Having thus traversed a path through an ontological distortion, by way of disciplinary signposts I have arrived into a zone whose structuring core seems to me to be that of capital. Abstaining once more from ascribing to the latter ontological priority I will note that the imbrication of geography and capital has been noted not only by radical geographers but by mainstream writers such as Allen Scott who maintains that geography „is not simply a passive frame of refernce, but an active ingrediant in economic developement and growth“ (Scott 2006:83). I readily concede this point.
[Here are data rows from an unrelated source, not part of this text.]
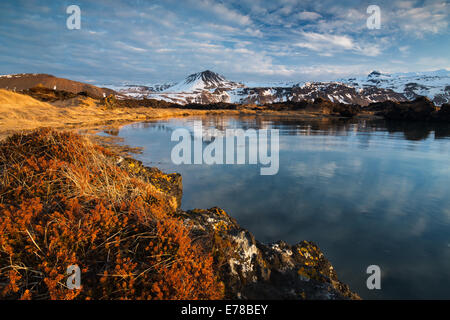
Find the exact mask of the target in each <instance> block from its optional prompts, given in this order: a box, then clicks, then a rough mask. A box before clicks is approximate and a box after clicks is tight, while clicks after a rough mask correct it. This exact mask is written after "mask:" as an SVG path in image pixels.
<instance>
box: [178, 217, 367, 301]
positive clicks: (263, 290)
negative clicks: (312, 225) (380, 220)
mask: <svg viewBox="0 0 450 320" xmlns="http://www.w3.org/2000/svg"><path fill="white" fill-rule="evenodd" d="M178 214H179V215H180V216H181V217H182V218H183V219H184V220H185V222H186V224H188V225H189V226H191V228H192V237H193V238H194V239H198V240H197V241H198V242H199V243H201V244H202V245H203V246H204V247H205V248H206V249H207V250H211V251H212V252H213V253H214V259H215V263H216V264H217V265H218V268H219V274H220V277H221V279H222V281H223V282H224V284H225V288H226V289H225V291H226V292H225V293H226V298H228V299H314V300H322V299H324V300H329V299H333V300H334V299H360V298H359V296H358V295H357V294H355V293H354V292H352V291H351V290H350V289H349V287H348V286H347V285H345V284H343V283H342V282H340V281H339V280H338V278H337V275H336V272H335V270H334V269H333V266H332V265H331V264H330V262H329V261H328V260H327V259H326V258H325V256H324V254H323V253H322V252H321V250H320V249H319V248H318V247H317V246H316V245H315V244H314V243H313V242H308V241H302V242H300V243H298V244H296V245H294V246H291V245H289V244H287V243H285V242H283V241H280V242H277V243H273V244H269V245H266V244H263V243H260V242H259V241H257V240H255V238H254V236H253V235H252V234H251V233H250V232H249V231H248V230H245V229H243V228H241V227H240V226H239V225H238V224H237V222H236V221H235V220H234V219H233V218H231V217H230V216H228V214H227V213H226V212H225V211H223V210H222V209H220V208H211V209H209V210H200V209H195V210H191V211H187V212H183V211H180V212H179V213H178Z"/></svg>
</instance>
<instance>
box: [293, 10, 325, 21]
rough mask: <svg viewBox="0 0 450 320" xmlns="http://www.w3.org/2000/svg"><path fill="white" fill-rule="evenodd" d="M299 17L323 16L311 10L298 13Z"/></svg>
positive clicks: (297, 17) (305, 19)
mask: <svg viewBox="0 0 450 320" xmlns="http://www.w3.org/2000/svg"><path fill="white" fill-rule="evenodd" d="M296 16H297V18H298V19H300V20H317V19H319V18H322V16H321V15H320V14H318V13H316V12H310V11H303V12H300V13H298V14H297V15H296Z"/></svg>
What I find it harder to accept is the apodicticity of tha political claims made for the spatial turn such as we recognize in David Harvey who maintains that the junction between geography and social theory „is one of the crucial flash-points for the crystalization of new conceptions of the world and new possibilities for active intervention“ (Harvey 2001:118). Although my own arguing for the potential that the concept of zoning has is clearly aligned with such a position, I harbor strong doubts about possibilities for intervention and change. The powers that be are producing spaces and using them to their advantage with an unprecedented intensity and scope without needing to engage the theoretical ramifications of land, property and place. It is my opinion that how the knowledge the spatial turn has produced might be employed will not be decided by its a priori political positioning and its attendant commitments but by contextual and local factors amongst which is the freedom of choice of the individual dwelling in a particular place.